原題:认识又如何?(直訳:ヨウをどう認識したのかな?)

クーは前回の引きでは手を貸さないと言っていましたが、すぐに戦う気になってくれてむしろ自分の方が手を出すなと言う立場になります。ちょっとツンデレっぽく見えますが、単純にすごく素直なだけなんでしょうね。結構クーはこういう台詞が多いです。クーが飛び出したおかげで被害がほとんど出なかったことは要塞都市にとって幸運です。ヨウだけで立ち向かっていたらおそらくオーグ―ゴーンが要塞都市の防御機構である程度ダメージを受けてから確実にとどめを刺す形になっていたでしょうから、少なくとも物的被害は今以上のものとなっていたはずです。現在のところ聖国真類は人類の一部と敵対的ではありますが、人類の敵の一部の敵でもありますので、うまく交渉できれば今回のクーとヨウのように共闘の余地があると期待したいです。

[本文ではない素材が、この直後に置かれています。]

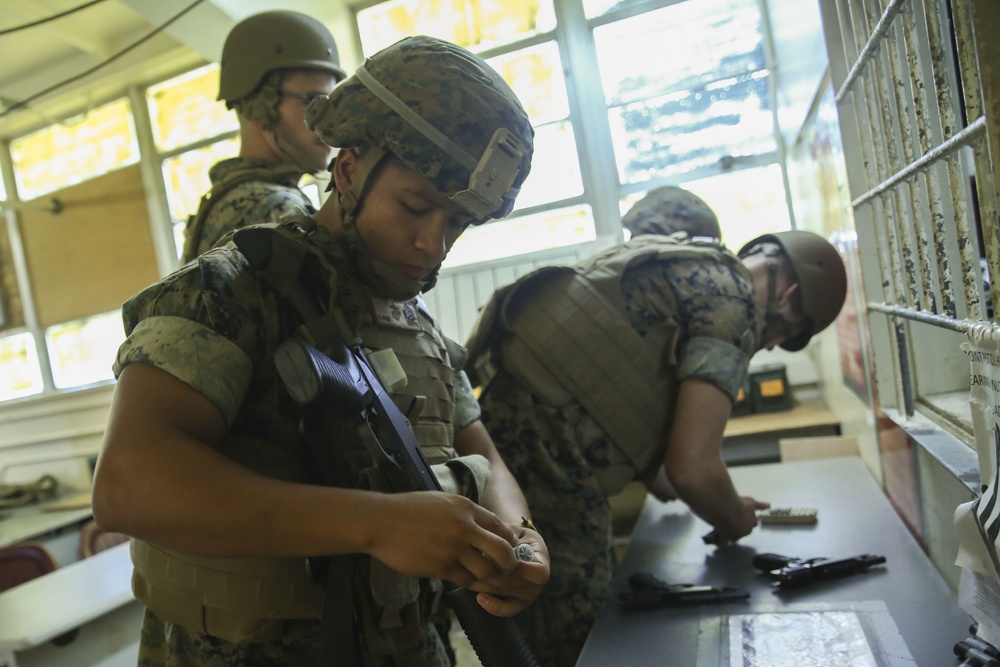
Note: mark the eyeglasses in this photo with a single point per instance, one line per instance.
(305, 97)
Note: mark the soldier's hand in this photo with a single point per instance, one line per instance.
(507, 594)
(432, 534)
(739, 525)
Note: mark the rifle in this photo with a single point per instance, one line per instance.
(791, 572)
(648, 592)
(346, 381)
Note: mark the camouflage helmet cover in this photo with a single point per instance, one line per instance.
(438, 108)
(269, 41)
(671, 209)
(820, 274)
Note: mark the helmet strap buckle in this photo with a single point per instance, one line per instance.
(490, 192)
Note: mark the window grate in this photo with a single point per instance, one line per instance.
(915, 94)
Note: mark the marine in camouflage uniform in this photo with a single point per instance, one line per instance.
(670, 209)
(202, 342)
(263, 56)
(657, 312)
(262, 193)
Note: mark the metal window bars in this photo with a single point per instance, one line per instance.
(924, 93)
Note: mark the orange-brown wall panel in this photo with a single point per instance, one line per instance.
(95, 253)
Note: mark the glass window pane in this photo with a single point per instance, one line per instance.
(20, 374)
(678, 47)
(555, 167)
(536, 76)
(682, 131)
(184, 109)
(100, 141)
(516, 236)
(474, 25)
(81, 352)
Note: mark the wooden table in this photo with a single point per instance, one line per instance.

クーがオーグゴーンの拳に正面から龍息穿甲弾をぶつけずにまず側面から頭部を狙ったのは、第22話でヨウが龍息穿甲弾と遍く左手の正面対決を避けて喰い現貯める者の頭部を撃破した戦法を意識してのことでしょう。不完全燃焼からの再戦の申し出を断られたこともあってクーはここで自分がヨウと同じ戦法を成功させることで気を晴らしたかったのかもしれません。あの時は明らかにクー優勢ではありましたし、中文版ではヨウが茶化しつつも自分の負けだから再戦の必要はないと言ってもいるのですが、それでもクーには釈然としない部分が残っていたように思えます。クーが時々覗かせるヨウへのちょっとした対抗心には要領のいい弟に対する年の近い真面目な兄めいたものが感じられてなんだか微笑ましくなります。

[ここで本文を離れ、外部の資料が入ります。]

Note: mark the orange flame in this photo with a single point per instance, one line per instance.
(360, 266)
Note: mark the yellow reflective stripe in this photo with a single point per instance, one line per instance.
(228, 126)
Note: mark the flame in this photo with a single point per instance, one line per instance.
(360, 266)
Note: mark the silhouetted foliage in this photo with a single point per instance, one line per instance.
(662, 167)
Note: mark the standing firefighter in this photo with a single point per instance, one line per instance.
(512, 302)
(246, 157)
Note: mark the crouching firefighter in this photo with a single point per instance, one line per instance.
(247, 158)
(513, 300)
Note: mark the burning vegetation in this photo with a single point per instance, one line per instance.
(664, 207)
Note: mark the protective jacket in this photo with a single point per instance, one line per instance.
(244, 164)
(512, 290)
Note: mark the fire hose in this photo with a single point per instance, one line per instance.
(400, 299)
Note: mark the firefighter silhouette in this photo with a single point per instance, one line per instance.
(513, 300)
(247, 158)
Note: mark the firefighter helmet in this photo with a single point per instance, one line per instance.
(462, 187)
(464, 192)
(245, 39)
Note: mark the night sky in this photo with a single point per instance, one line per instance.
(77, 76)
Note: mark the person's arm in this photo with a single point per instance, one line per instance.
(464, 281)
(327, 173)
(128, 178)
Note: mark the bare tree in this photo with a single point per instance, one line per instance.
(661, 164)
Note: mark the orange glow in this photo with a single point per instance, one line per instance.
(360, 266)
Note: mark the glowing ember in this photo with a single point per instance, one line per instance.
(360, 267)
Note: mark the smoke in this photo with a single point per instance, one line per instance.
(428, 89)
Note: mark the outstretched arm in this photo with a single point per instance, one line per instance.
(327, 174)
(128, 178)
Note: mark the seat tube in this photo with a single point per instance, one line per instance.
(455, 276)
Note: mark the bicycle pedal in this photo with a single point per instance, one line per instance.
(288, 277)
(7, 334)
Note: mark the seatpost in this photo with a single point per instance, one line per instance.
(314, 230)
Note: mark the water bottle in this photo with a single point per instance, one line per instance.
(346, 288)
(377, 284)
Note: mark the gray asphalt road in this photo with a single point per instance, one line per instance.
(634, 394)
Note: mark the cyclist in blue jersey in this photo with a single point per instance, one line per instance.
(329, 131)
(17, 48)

クーの戦法はオーグゴーンと共にいる人間の行動を考慮していなかったために失敗しヨウの手助けを受けてしまうことになりますが、拳を真っ向から受けてもほとんどダメージを受けていないあたりはまさに聖国真類としての面目躍如といったところです。数十トンどころではない攻撃にも応えていない様子を見る限り、正面対決ならば万全な状態でも遍く左手では撃破は難しそうですね。それに続くオーグゴーンへの大量のミサイル類での攻撃でも凄まじい火力を見せてくれます。ちなみにこの時中文版ではオーグゴーンの皮膚組織の強固さについて言及していて、ただの力押しでなく至近距離で皮膚を破壊したあと距離をとって傷口を集中攻撃するという手順を取っていることがわかるようになっています。
このバトルは短く派手なものではありますが、クーが色々と頭を働かせながら戦っていることも十分に描写されていて見どころが多いです。
ヨウの側もいつもながらの判断力を見せ、ワンシーンで美味しいところを持っていってくれます。「急所は外した」は中文版を見る限りでは「急所は外せた」ではなく「急所を外されてしまった」の方の意味です。必要とあらば人間相手でも躊躇いもなく殺害に踏み切る割り切りの良さは初期からずっと続いてきましたが、それがこのシビアな世界観の中では頼りがいがあるものだともうすっかり読者にも信頼できるようになりました。それでいて時折年相応の少年らしさや人間らしさが垣間見えて、妙に切なくさせられるのがヨウという人物像の魅力です。